The exercises in this homework are deliberately more open-ended than ones you’ve seen previously in the course. Please refer to previous labs and lecture slides for examples of code you may have to use in completing this assignment.

Make at least three (3) commits for this homework assignment, and don’t forget to give your code chunks meaningful names.

Getting Started

Familiar steps

Creating a README file in GitHub

A README file is often the first thing visitors see when going to your GitHub repository. As such, they are a good place to put information such as what the repository contains and other administrative details. README files are written in plain markdown language and have a .md extension.

This homework assignment repository contains a template README file that you can edit. There are two ways that you can edit the README.

Packages and data

In this assignment we will work with the tidyverse and fivethirtyeight packages. Load the packages into the Console (they have already been installed for you).

library(tidyverse)
library(fivethirtyeight)

The dataset we are using is named candy_rankings.

Exercises

  1. How many observations and variables are in this dataset?

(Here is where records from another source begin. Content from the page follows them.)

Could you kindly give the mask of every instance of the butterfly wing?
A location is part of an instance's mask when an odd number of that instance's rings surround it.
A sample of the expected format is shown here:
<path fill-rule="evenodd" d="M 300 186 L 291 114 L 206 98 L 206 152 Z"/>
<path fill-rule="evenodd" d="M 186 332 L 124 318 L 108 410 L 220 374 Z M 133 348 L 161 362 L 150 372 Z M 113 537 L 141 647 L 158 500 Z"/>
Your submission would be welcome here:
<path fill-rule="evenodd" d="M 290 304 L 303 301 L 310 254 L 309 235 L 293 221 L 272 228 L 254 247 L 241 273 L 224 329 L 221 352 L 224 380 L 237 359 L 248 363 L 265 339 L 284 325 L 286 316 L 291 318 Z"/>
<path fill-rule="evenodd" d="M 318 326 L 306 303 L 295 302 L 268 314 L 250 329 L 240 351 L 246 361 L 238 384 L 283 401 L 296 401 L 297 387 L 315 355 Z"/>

  2. Identify two categorical variables and two numerical variables in this dataset. What do they correspond to? (Hint: the help file contains the codebook)

  3. Create a visualization that examines the relationship between win percentage of a candy in its head-to-head matchups and whether the candy contains chocolate. Describe any relationship you see. The plot must include x and y labels along with a title.

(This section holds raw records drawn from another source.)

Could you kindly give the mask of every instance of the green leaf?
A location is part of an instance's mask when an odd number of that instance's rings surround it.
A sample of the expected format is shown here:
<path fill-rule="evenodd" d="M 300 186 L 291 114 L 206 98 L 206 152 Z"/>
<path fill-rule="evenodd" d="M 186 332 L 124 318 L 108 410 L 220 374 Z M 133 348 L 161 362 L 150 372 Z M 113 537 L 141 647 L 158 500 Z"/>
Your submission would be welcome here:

  4. A single dime won 32.26% of its head-to-head matchups. How many candies had lower win percentages than a dime? Create a table that lists these candies in descending order of win percentage along with their win percentage. Only display two decimal places in your table, and only include their names and win percentages.

  5. Create a summary table of mean win percentages comparing candies that contain chocolate vs. candies that do not contain chocolate.

  6. Create a table that displays the top three fruit-flavored candies in terms of head-to-head win percentages. Only include their names and win percents.

  7. Create a new variable called price_sugar_index, that is the sum of the price-percentile and sugar-percentile in the dataset, then plot it against the head-to-head win percentage. Set the color to orange. The plot must include x and y labels along with a title. Describe any relationships you see in this visualization?

  8. Modify your plot in Exercise 7 to facet by whether a candy is bar-shaped. Have the color reflect whether the candy is fruity or not. The plot must include x and y labels along with a title. How do these plots compare to each other?

  9. Modify the README file associated with your GitHub repository to describe what this homework assignment is about. In the README file, include your name in bold, your lab section, and your favorite candy in the dataset in italics. (If you’d rather have a quarter than any of those candies, you can also choose a quarter!)

Submission

Knit to PDF to create a PDF document. Stage and commit all remaining changes, and push your work to GitHub. Make sure all files are updated on your GitHub repo.

Please only upload your PDF document to Gradescope. Associate the “Overall” graded section with the first page of your PDF, and mark where each answer is to the exercises. If any answer spans multiple pages, then mark all pages.